On financial news site Good Returns, the head of the PAA is quoted as saying "...we are not convinced that the unique nature of life insurance compensation is fully understood by the ministry".
On the contrary, I think the ministry understands perfectly. I firmly believe that consumers have every right to know how much their financial advisor is paid by the insurance companies.
Why do I feel so strongly? These commissions are built into the cost that the consumers pay for their life insurance – for the life of the policy. Financial Advisors are paid out of the pocket of the insured, not the insurance company. If commissions were lower, then the price of life insurance would be lower for everyone. I also question why the PAA don’t want to disclose commissions. Could it be that commissions in NZ are embarrassingly high? Commissions paid to Financial Advisors in New Zealand are amongst the highest in the world.
What do you think?
Had a few queries since the NZ Herald online featured our post today asking why, as an insurer, I'd criticise the whole commission’s process. Regular readers will know that, unlike the traditional insurers, Pinnacle Life offers life insurance online and direct to the consumer.

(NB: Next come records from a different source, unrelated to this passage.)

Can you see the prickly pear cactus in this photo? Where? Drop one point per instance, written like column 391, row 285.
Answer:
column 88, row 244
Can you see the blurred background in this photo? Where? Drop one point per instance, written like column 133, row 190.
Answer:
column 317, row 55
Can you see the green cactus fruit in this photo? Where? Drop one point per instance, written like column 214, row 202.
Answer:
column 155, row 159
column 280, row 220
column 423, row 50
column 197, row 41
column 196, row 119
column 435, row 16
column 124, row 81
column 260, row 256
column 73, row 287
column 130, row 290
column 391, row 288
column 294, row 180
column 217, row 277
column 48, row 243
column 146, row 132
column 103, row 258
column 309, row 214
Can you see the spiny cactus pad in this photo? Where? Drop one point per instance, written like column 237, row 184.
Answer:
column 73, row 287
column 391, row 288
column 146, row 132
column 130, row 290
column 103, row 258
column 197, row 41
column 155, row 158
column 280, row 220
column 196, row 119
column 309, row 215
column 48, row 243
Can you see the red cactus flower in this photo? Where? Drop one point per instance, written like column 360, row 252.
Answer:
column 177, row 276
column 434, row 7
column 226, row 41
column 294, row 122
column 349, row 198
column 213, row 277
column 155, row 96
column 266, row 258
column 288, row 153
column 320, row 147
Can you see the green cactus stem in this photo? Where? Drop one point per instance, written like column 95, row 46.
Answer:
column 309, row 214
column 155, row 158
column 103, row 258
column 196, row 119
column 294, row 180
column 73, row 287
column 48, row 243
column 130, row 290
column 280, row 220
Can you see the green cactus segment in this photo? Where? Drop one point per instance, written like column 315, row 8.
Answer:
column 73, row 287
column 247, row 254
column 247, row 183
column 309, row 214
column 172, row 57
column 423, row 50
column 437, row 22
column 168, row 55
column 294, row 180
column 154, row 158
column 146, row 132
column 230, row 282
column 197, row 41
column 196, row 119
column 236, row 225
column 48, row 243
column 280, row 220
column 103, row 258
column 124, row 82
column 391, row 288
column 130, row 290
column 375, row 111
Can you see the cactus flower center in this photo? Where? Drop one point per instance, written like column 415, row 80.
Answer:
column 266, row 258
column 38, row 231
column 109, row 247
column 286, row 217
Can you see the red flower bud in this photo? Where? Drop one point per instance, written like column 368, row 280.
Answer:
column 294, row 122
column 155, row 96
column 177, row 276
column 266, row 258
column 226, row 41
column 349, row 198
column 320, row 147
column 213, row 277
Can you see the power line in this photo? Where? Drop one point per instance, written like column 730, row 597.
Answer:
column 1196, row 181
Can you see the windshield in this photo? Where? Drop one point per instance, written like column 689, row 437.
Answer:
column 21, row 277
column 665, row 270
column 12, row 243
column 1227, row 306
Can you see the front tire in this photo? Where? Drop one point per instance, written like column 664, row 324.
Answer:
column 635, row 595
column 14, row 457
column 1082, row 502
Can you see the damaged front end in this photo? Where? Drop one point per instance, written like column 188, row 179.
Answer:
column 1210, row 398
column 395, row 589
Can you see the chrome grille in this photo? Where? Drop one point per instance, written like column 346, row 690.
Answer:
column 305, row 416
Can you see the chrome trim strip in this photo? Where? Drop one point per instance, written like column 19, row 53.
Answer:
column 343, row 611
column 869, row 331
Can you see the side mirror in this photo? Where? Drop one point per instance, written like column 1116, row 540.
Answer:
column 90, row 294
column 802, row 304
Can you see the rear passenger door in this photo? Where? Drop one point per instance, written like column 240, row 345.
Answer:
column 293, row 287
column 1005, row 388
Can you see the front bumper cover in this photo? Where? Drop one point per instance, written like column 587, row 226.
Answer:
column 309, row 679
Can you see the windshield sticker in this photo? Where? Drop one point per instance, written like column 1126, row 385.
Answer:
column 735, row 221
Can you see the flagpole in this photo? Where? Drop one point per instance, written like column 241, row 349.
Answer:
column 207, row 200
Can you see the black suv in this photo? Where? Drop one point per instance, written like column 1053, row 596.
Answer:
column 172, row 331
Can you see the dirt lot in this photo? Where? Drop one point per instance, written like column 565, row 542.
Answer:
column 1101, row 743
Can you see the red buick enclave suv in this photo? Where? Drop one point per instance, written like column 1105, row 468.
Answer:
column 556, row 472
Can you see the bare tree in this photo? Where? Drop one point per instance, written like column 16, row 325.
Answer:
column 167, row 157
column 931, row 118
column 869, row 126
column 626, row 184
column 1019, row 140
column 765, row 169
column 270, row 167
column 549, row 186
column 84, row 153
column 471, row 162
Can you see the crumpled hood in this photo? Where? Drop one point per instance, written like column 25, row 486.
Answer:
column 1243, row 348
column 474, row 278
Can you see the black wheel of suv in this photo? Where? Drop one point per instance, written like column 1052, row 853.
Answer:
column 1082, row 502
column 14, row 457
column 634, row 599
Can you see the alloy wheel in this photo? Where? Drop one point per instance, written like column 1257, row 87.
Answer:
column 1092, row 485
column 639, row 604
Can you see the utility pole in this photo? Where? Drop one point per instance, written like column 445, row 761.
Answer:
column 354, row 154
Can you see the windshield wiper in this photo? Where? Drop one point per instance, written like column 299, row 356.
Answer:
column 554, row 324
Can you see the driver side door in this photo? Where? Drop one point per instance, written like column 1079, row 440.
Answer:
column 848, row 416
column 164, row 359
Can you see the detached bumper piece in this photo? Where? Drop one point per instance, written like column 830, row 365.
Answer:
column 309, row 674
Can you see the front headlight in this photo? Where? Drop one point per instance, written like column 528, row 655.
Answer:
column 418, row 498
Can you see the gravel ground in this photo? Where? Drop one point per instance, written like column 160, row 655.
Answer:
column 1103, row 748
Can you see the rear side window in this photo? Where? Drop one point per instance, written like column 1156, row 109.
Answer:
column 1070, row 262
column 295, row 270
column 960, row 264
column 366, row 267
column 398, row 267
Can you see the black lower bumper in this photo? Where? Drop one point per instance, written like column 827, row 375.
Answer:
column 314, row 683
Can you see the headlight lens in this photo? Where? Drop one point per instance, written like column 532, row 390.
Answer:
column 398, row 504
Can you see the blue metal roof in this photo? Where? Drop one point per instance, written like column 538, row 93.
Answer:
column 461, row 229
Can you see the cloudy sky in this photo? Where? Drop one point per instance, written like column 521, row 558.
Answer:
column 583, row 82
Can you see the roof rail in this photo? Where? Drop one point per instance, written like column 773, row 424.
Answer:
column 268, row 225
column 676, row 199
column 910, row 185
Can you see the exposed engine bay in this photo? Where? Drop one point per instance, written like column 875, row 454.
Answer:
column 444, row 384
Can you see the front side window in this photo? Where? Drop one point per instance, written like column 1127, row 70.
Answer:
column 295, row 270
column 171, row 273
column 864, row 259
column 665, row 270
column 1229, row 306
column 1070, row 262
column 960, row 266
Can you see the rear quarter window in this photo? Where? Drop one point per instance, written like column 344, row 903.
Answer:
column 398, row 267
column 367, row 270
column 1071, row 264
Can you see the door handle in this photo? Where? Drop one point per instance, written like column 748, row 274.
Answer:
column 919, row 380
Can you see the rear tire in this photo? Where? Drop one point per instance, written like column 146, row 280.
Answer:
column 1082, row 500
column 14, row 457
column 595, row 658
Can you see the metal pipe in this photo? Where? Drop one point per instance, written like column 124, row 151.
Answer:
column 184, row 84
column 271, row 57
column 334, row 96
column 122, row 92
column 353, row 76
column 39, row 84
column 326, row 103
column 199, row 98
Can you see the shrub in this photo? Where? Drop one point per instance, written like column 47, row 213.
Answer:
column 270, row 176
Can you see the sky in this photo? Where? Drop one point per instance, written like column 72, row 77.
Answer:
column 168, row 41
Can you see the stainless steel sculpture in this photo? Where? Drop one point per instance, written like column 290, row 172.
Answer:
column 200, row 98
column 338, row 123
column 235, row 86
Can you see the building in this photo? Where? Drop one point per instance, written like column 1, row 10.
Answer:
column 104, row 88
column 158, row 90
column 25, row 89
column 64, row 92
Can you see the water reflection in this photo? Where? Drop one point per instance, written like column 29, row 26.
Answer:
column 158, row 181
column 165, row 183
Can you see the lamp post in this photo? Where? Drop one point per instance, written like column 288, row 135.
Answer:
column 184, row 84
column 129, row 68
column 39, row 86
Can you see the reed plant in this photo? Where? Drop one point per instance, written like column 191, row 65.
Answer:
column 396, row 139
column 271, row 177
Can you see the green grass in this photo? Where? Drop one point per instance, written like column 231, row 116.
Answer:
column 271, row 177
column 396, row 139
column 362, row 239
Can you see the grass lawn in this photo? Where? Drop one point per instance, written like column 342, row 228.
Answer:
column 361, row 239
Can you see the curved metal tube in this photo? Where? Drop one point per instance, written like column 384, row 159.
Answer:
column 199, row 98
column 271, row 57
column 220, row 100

Where financial advisers do promote Pinnacle Life products to clients, resulting in a policy being bought, Pinnacle Life offers a one-off referral fee to the referring adviser. But Pinnacle Life's fees are less than half the commission levels paid by the traditional insurers. Let me state that Pinnacle Life is not 'against' insurance advisers. In fact, we have a good relationship with several that refer business to us. But many insurance advisers won't promote Pinnacle Life's products and it's hard not to go past commission levels as a key reason for this. As a result, consumers are missing out on products that are the best price available in the market. Hence, we believe that commission disclosure will provide better transparency, and this will be good for consumers ultimately.